Adaptation to artificial associations between low-level visual and auditory features

David Wozny, UCLA NeuroEngineering

Abstract
Sensory plasticity in adulthood is characterized as being very limited, however some flexibility, even in low-level perceptual processing, remains. The McGurk and Ventriloquist aftereffects are demonstrations of this flexibility. The aim of this study was to discover if 1.) audio-visual pairings can influence sensitivity to low-level visual processing (as compared to subjective perception in other effects), and, 2.) visual perception can be altered by exposure to audio-visual stimuli that are not naturally correlated in the environment (e.g., tone-frequency and visual angle-of-orientation).
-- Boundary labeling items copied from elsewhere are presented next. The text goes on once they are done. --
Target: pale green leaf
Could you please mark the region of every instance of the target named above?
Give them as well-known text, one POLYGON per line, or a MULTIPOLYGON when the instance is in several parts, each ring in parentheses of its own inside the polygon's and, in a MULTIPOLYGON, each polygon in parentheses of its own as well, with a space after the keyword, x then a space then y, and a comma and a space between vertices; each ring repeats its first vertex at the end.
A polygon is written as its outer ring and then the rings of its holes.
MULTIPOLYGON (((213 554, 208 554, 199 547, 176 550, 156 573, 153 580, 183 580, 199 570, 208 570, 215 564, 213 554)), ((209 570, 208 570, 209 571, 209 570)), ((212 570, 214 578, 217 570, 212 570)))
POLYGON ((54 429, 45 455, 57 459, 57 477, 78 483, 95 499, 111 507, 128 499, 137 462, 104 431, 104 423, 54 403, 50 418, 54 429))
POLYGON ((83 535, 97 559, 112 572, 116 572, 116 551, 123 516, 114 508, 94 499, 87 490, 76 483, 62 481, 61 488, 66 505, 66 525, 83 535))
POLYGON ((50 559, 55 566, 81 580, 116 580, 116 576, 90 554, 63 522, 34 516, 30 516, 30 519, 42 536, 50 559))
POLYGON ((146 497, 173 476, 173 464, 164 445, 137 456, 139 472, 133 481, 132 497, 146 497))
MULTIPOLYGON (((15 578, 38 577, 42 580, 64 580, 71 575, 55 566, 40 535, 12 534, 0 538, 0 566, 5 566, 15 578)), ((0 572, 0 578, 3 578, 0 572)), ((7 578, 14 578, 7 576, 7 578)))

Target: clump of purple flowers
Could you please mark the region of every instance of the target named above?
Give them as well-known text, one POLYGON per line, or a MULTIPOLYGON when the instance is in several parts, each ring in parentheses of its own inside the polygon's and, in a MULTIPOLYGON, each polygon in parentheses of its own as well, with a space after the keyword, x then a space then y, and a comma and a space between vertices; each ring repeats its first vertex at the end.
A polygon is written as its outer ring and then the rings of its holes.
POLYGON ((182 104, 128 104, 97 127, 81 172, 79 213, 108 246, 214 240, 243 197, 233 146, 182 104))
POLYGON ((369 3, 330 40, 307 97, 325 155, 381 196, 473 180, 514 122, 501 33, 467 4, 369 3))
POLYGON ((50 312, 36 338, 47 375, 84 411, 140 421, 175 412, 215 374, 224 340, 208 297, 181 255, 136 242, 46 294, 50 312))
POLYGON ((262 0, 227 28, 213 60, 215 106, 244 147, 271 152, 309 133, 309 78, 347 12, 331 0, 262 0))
METHODS: The experiment consisted of two test sessions with an intervening adaptation period. In tests, a 2IFC protocol evaluated subjects’ detection of oriented sinusoidal circular gratings that were spatially masked in white noise. In a given trial, the target interval could contain one of two orientations (O1=45°, or O2=135°) and was presented either in silence or paired with one of two tones (T1= 350Hz, or T2= 925Hz). During exposure, subjects were passively exposed to two types of trials: a 45° oriented grating paired with a 350Hz tone (O1T1), and a 135° oriented grating paired with no sound (O2), randomly interleaved. RESULTS: Exposure caused a relative increase in performance and relative decrease in reaction time for the exposed pairing O1T1 compared to O1 and O2T1 conditions. CONCLUSIONS: These results show that adaptation to a coupled auditory stimulus can facilitate delectability of the visual stimulus, specific to the exposed feature pairing. This suggests that auditory and visual stimuli are integrated at an early stage of visual processing, and that low-level AV features can be acquired even in adulthood.